Identifier le mode de transport le moins polluant pour un trajet n'est pas toujours simple. Heureusement, l'Agence pour la transition écologique a mis en ligne un comparateur qui permet de le faire en quelques clics. Il permet de se rendre compte que l'avion et la voiture sont nettement plus polluants que le train ou les cars.
Par exemple, pour un trajet de 10 km, si vous optez pour un vélo électrique, vous émettrez 20 grammes de CO2, contre 200 grammes pour une voiture électrique, 1,03 kg pour le bus thermique et 1,93 kg pour la voiture classique.
Qu'en disent les candidats à la présidentielle ?
L'empreinte carbone des transports n'est pas au cœur des débats de la présidentielle mais chaque candidat formule tout de même des propositions.
L'avion. Peu de candidats prévoient des mesures pour baisser l'empreinte carbone de ce moyen de transport, moins utilisé mais très polluant. Jean-Luc Mélenchon et Yannick Jadot reprennent la proposition de la Convention citoyenne pour le climat de fermer les liaisons aériennes intérieures lorsque le trajet est faisable en moins de 4 heures de train. Le candidat écologiste propose aussi de taxer les vols internationaux.

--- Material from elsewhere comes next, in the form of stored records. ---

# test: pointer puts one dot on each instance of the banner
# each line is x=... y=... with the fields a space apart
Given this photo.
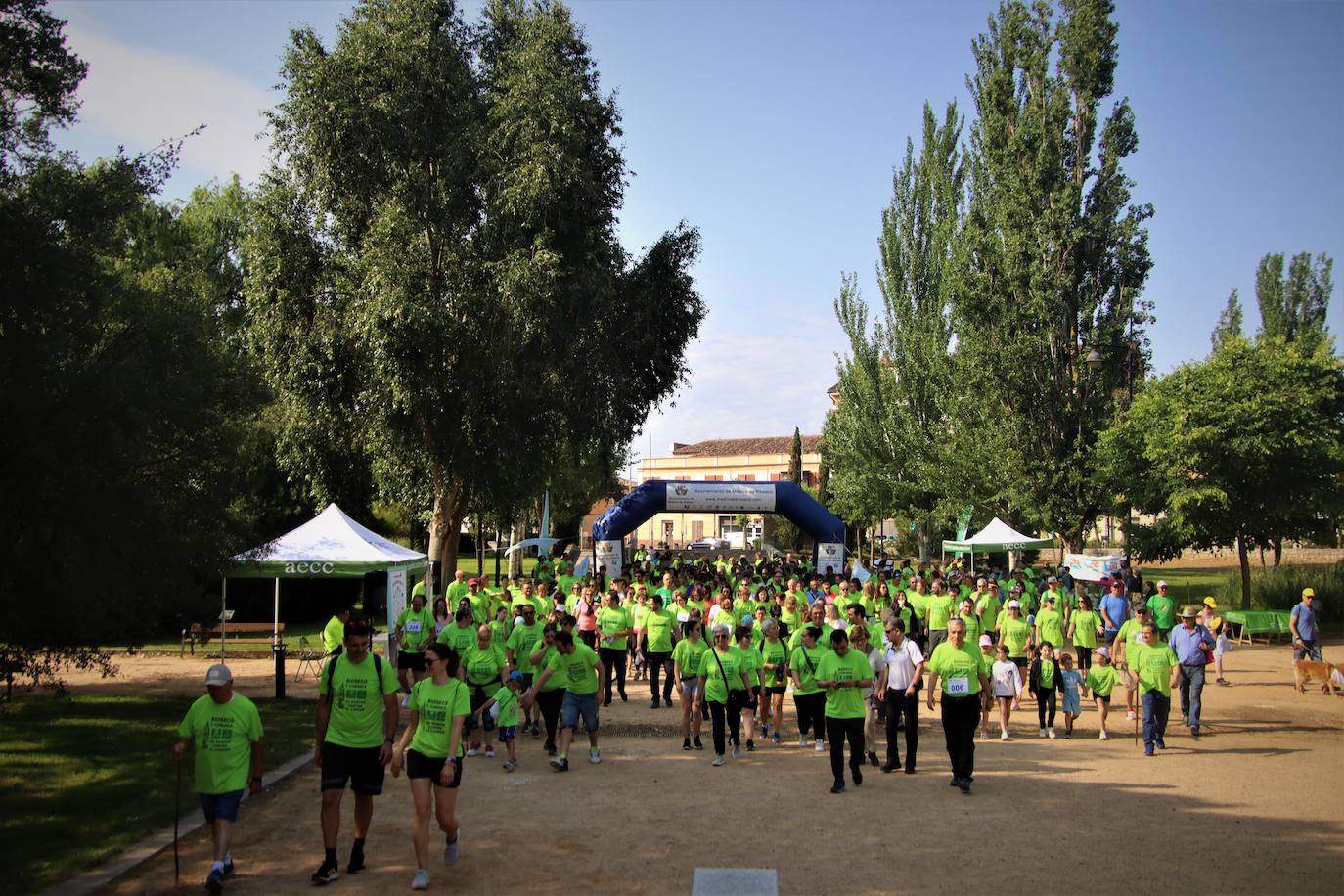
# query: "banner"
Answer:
x=1085 y=567
x=829 y=558
x=609 y=557
x=725 y=497
x=395 y=604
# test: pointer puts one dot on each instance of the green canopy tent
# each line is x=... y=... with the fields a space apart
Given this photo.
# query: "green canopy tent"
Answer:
x=995 y=538
x=328 y=546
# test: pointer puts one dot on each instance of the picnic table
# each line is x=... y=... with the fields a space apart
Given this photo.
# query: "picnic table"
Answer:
x=1258 y=622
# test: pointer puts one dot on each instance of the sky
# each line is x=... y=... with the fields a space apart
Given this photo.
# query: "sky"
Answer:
x=776 y=128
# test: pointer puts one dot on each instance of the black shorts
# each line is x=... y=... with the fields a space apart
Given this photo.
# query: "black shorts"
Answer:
x=421 y=766
x=356 y=765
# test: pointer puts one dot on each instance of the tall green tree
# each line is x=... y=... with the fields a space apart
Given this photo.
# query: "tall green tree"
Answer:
x=888 y=435
x=1293 y=306
x=1053 y=254
x=434 y=277
x=1234 y=450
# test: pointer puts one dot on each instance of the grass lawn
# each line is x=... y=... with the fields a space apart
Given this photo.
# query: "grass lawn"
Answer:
x=85 y=778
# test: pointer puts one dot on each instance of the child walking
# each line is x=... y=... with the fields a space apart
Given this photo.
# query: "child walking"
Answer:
x=1007 y=688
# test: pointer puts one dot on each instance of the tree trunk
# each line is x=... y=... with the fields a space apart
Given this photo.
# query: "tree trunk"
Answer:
x=1243 y=558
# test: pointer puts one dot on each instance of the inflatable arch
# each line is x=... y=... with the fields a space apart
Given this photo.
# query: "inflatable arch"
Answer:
x=661 y=496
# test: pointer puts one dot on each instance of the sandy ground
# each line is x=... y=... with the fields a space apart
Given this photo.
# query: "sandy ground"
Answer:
x=1254 y=806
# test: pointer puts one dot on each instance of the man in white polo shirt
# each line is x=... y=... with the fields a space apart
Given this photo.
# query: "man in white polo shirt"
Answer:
x=898 y=686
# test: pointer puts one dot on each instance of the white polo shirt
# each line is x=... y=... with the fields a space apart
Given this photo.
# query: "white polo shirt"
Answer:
x=901 y=662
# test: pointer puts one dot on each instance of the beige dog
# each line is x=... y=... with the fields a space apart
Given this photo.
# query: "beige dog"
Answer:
x=1324 y=672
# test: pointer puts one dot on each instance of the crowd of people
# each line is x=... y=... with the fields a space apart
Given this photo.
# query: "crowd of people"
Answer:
x=480 y=666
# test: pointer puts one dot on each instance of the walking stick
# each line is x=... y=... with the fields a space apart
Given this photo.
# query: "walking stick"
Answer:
x=176 y=816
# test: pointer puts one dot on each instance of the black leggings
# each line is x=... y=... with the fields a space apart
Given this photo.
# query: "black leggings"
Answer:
x=1046 y=700
x=550 y=702
x=718 y=711
x=660 y=664
x=812 y=712
x=611 y=657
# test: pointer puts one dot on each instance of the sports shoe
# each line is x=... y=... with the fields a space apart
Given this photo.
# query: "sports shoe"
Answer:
x=453 y=848
x=326 y=874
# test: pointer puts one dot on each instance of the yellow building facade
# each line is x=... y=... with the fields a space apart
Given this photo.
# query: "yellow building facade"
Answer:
x=751 y=460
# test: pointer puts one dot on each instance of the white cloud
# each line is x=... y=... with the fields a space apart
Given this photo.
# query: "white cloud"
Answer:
x=141 y=97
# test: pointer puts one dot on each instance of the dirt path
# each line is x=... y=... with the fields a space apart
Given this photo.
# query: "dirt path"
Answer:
x=1251 y=808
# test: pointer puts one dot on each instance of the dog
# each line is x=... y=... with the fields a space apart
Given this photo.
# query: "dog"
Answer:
x=1324 y=672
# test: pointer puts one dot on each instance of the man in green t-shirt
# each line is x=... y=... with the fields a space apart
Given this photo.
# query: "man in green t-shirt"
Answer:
x=579 y=668
x=225 y=731
x=1153 y=669
x=356 y=722
x=843 y=675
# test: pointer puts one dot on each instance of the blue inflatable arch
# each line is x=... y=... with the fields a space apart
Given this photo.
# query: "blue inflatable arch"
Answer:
x=786 y=499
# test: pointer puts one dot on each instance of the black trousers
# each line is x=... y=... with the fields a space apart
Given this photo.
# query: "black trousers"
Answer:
x=812 y=713
x=960 y=718
x=660 y=664
x=721 y=712
x=902 y=707
x=550 y=702
x=836 y=733
x=613 y=659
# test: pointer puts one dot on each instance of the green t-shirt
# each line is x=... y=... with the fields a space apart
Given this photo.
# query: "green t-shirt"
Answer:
x=776 y=653
x=507 y=701
x=805 y=661
x=722 y=672
x=1085 y=628
x=690 y=654
x=1102 y=680
x=435 y=707
x=1015 y=634
x=484 y=665
x=417 y=629
x=457 y=637
x=610 y=619
x=959 y=669
x=356 y=718
x=222 y=735
x=578 y=669
x=1052 y=623
x=657 y=628
x=521 y=641
x=1152 y=665
x=844 y=702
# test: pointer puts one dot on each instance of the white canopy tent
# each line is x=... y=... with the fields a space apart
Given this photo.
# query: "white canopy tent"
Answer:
x=995 y=538
x=328 y=546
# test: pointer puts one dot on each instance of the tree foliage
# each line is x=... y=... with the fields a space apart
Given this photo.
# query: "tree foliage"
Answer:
x=1236 y=450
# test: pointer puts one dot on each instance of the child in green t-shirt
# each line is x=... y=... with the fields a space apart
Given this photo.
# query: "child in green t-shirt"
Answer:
x=506 y=702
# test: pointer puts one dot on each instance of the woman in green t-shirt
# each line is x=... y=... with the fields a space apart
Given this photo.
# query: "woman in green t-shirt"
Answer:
x=430 y=749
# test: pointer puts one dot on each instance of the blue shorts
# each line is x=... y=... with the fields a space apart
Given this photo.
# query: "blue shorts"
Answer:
x=575 y=705
x=222 y=806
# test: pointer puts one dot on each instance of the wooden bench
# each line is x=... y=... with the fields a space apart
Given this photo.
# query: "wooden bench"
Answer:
x=232 y=633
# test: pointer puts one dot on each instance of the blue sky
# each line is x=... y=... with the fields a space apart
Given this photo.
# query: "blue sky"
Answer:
x=775 y=128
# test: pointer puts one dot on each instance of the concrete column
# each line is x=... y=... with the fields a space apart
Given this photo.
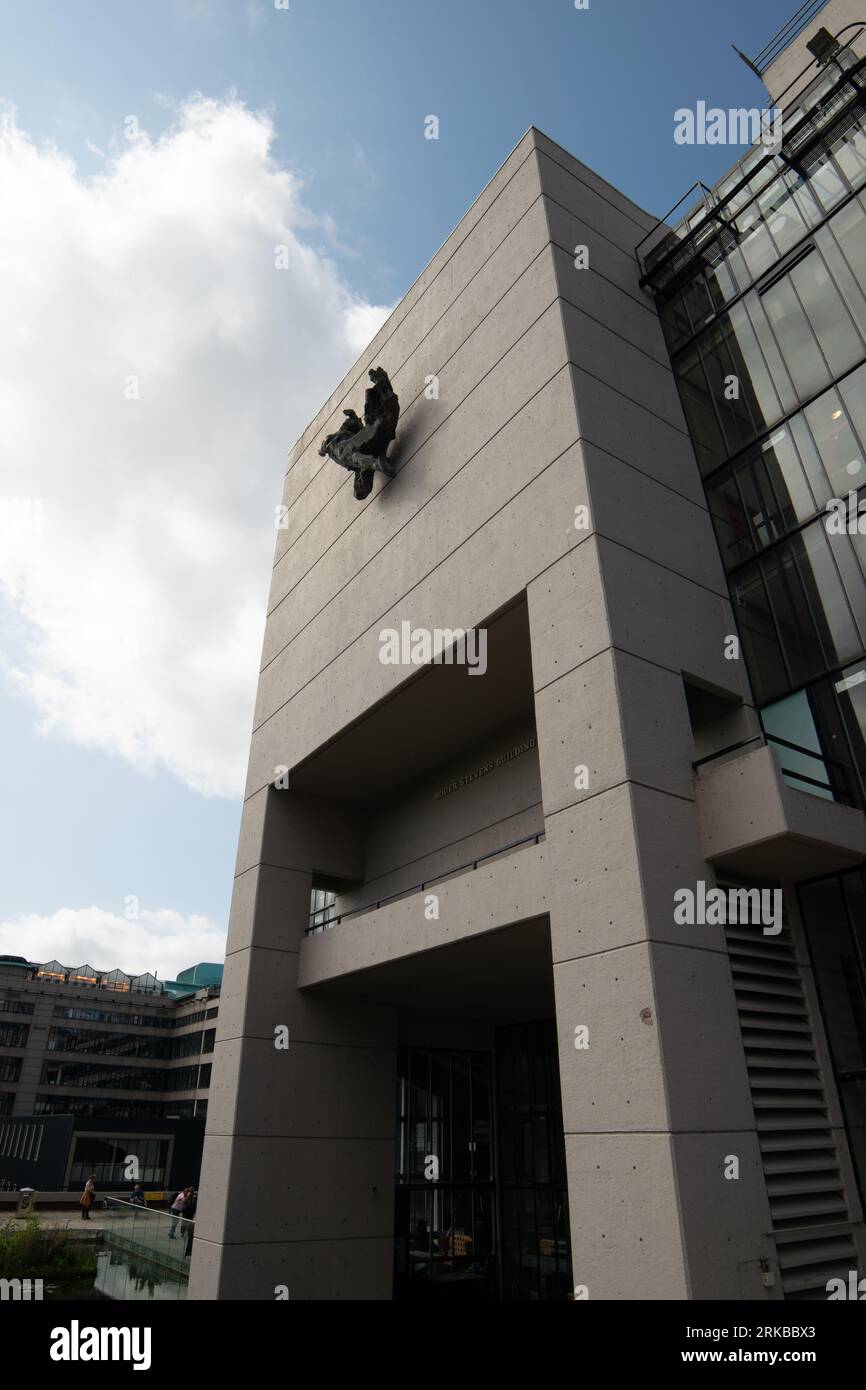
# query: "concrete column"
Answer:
x=298 y=1172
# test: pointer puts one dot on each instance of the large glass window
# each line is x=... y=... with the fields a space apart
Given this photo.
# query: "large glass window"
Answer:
x=444 y=1228
x=535 y=1241
x=109 y=1158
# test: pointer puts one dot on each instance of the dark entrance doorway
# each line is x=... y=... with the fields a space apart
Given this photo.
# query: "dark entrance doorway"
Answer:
x=481 y=1207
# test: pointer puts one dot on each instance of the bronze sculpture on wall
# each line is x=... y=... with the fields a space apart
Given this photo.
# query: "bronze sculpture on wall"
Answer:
x=362 y=445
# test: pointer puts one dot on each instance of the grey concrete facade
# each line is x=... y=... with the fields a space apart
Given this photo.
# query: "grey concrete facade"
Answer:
x=555 y=394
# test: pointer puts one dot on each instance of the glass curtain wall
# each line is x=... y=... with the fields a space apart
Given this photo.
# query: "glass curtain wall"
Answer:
x=768 y=337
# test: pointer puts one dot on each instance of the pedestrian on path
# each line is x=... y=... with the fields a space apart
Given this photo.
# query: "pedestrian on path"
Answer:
x=85 y=1201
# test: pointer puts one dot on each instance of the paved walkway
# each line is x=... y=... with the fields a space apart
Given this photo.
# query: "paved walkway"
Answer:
x=54 y=1216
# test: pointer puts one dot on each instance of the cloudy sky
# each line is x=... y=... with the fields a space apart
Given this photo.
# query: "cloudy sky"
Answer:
x=207 y=210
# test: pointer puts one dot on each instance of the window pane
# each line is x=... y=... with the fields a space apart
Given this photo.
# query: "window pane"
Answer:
x=794 y=337
x=758 y=631
x=788 y=478
x=730 y=520
x=831 y=324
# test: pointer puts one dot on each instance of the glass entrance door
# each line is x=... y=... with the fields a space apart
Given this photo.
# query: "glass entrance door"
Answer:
x=444 y=1221
x=469 y=1223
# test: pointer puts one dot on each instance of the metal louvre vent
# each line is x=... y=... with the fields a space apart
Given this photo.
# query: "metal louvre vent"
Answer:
x=808 y=1207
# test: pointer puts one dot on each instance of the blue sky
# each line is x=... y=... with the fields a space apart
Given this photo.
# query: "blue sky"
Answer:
x=309 y=121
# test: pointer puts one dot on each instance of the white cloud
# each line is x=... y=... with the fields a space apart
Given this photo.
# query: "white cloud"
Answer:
x=154 y=367
x=161 y=943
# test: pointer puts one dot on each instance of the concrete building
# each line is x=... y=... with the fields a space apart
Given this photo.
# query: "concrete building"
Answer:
x=99 y=1065
x=494 y=1055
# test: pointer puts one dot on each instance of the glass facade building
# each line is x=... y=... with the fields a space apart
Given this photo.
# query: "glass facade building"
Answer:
x=762 y=296
x=762 y=300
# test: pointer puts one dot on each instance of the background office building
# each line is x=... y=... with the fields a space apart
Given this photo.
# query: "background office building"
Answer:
x=99 y=1065
x=467 y=1047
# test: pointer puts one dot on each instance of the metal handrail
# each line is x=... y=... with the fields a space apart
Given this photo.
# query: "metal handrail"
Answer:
x=680 y=242
x=797 y=748
x=419 y=887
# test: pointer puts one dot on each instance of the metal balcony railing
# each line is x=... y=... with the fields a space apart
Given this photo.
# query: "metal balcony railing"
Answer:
x=419 y=887
x=841 y=790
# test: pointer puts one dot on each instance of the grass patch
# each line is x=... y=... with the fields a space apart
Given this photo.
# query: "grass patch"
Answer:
x=31 y=1251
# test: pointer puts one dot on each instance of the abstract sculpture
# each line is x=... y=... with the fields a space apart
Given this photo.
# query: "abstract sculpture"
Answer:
x=362 y=445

Le train. Beaucoup de candidats, comme Fabien Roussel, Anne Hidalgo, Yannick Jadot et Nicolas Dupont-Aignan défendent le maintien ou le développement des petites lignes ferroviaires. Marine Le Pen propose, elle, de rendre le train gratuit aux heures creuses pour les 18-25 ans, tandis que Jean-Luc Mélenchon envisage de renationaliser la SNCF pour créer "un pôle public des transports et de la mobilité". Les grands projets ferroviaires type TGV opposent Yannick Jadot, qui souhaite les stopper au profit des trains du quotidien, à Valérie Pécresse, qui veut simplifier la loi pour empêcher l'annulation de ces chantiers.
La voiture. Sur ce sujet, la plupart des candidats espèrent encourager le recours à l'électrique, via une super prime à la conversion (Fabien Roussel), un bonus financier (Nicolas Dupont-Aignan), un système de location (Anne Hidalgo) ou l'avancement à 2030 de la date de l'arrêt de la vente des véhicules thermiques neufs, prévue en 2040 (Yannick Jadot). Mais rares sont ceux qui souhaitent aller plus loin : Jean-Luc Mélenchon veut diminuer le recours à la voiture individuelle en favorisant les transports en commun, Yannick Jadot entend interdire la publicité sur les SUV, particulièrement polluants. A l'inverse, Eric Zemmour défend la voiture à travers plusieurs mesures comme la suppression du permis à points ou la restauration de la limitation à 90 km/h sur les routes nationales et départementales.
Le vélo. La petite reine est peu présente dans les programmes. Jean-Luc Mélenchon propose des mesures pour développer son usage (infrastructures, stationnement, apprentissage à l'école primaire, espaces dans les trains) tandis que Yannick Jadot veut "prêter" une bicyclette à chaque jeune de 16 à 25 ans, augmenter le forfait mobilité durable à 1 000 euros et le "fonds vélo" à hauteur de 500 millions d'euros par an.